3月も終わりに近づき、春の柔らかな日差しが心地よい季節となりましたね。お庭や玄関まわりの植物たちも次々と瑞々しい新芽を吹き、いよいよ本格的なガーデニングシーズンの始まりです。

花壇の風景に少し物足りなさを感じたら、視線を自然と上へと引き上げてくれる「花木(かぼく)」を取り入れてみてはいかがでしょうか。背丈のある植物が加わることで空間に心地よい立体感が生まれ、お庭全体がぐっと洗練された印象に変わりますよ。
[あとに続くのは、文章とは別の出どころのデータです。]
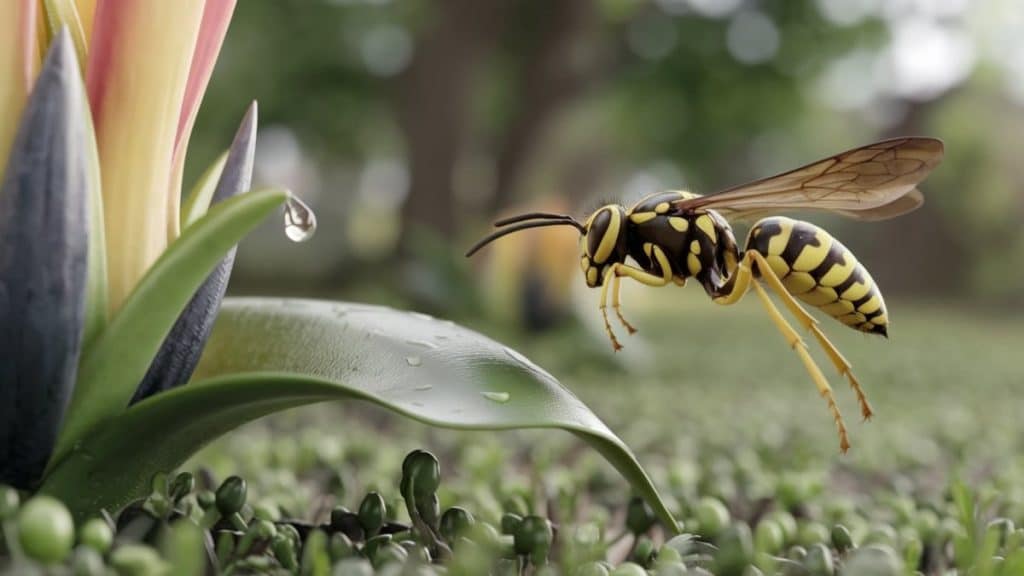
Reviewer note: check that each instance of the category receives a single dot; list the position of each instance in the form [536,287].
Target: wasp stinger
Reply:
[673,236]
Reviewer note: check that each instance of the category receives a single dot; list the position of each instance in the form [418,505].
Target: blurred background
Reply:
[410,125]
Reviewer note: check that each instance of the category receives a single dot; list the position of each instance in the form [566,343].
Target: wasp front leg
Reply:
[613,275]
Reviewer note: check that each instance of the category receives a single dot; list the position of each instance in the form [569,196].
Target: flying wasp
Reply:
[674,236]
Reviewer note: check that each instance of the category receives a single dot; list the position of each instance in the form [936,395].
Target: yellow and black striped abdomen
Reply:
[818,270]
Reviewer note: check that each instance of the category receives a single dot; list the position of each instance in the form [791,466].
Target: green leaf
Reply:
[116,363]
[202,194]
[270,355]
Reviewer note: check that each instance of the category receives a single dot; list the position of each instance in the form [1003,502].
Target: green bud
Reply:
[353,567]
[87,562]
[137,560]
[643,551]
[768,536]
[231,496]
[591,569]
[484,534]
[9,501]
[735,549]
[96,534]
[422,471]
[510,523]
[629,569]
[456,522]
[712,517]
[315,559]
[786,523]
[224,546]
[206,499]
[639,516]
[45,530]
[373,512]
[797,552]
[1001,526]
[872,561]
[813,533]
[841,538]
[371,545]
[284,551]
[819,562]
[182,485]
[534,537]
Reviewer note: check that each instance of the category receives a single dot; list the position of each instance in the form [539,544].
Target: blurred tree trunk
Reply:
[554,70]
[434,107]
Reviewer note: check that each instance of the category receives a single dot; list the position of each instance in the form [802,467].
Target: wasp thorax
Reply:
[604,242]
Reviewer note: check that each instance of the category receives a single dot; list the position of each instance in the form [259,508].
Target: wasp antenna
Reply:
[534,216]
[522,225]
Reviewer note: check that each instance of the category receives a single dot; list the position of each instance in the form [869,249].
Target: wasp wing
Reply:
[871,182]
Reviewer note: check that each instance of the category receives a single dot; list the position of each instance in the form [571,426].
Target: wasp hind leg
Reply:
[743,281]
[809,323]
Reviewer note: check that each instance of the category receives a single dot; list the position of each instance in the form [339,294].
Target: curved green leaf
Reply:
[269,355]
[117,361]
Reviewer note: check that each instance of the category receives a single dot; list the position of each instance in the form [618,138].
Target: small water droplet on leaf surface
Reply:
[300,221]
[499,397]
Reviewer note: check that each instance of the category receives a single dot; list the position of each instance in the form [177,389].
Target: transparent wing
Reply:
[870,182]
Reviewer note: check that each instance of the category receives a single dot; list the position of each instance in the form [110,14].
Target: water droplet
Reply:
[300,222]
[422,343]
[499,397]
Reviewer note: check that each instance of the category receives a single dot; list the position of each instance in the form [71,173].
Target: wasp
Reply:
[670,237]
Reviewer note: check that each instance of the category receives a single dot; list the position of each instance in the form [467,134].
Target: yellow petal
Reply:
[139,58]
[18,54]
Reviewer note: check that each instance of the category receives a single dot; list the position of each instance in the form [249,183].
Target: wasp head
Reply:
[603,243]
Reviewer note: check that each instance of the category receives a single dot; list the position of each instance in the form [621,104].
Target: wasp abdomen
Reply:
[818,270]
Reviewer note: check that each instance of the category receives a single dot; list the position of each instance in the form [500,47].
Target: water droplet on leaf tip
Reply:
[422,343]
[300,221]
[499,397]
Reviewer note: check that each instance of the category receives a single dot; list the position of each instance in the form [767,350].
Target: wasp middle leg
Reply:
[734,290]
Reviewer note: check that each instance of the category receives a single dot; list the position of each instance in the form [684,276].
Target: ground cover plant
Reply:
[926,488]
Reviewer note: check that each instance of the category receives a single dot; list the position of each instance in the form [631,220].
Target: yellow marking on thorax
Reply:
[776,244]
[708,227]
[693,263]
[811,256]
[609,239]
[641,217]
[798,283]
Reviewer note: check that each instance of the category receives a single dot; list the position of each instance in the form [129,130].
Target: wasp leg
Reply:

今回は、春のお庭をセンスよく彩ってくれる、花色と香りが魅力的な花木をピックアップしました。鉢植えや省スペースでも育てやすい品種を中心に、参考価格とともにお届けします。

この記事で紹介する花木

  • ニオイバンマツリ:紫から純白へ、移りゆく花色が美しい常緑性低木
  • ジンチョウゲ:早春のお庭に甘く上品な香りを届けてくれる常緑低木
  • ハゴロモジャスミン:あふれるように咲く花と芳香が魅力の半常緑つる性低木

1. 春の玄関先がパッと垢抜ける!コンパクトに楽しむ「香りのよい花木」3選

華やかな花色とそこから漂う心地よい香りは、私たちの毎日の暮らしに、ちょっとした安らぎと癒やしをもたらしてくれます。

ここからは、鉢植えなどでコンパクトなスペースでも育てやすく、春のお庭をワンランク格上げしてくれる魅力的な花木たちを見ていきましょう。

1.1 ニオイバンマツリ(常緑性低木)

1/6

undefined undefined/istockphoto.com

咲き進むにつれて、花色が上品なパープルからピュアな純白へと変化していく、グラデーションがとても美しい常緑性低木です。

開花の時期には、ひとつの株に異なる色の花が同居する幻想的な姿と、甘く漂う優しい芳香をたっぷりと堪能できます。

寒さには比較的強いものの、冷たい北風や夏の強い西日が直接当たる場所は避けるのが無難です。鉢植えにして、季節や環境に合わせて半日陰などへ場所を移すことで、一年を通して美しい葉を保ちやすくなります。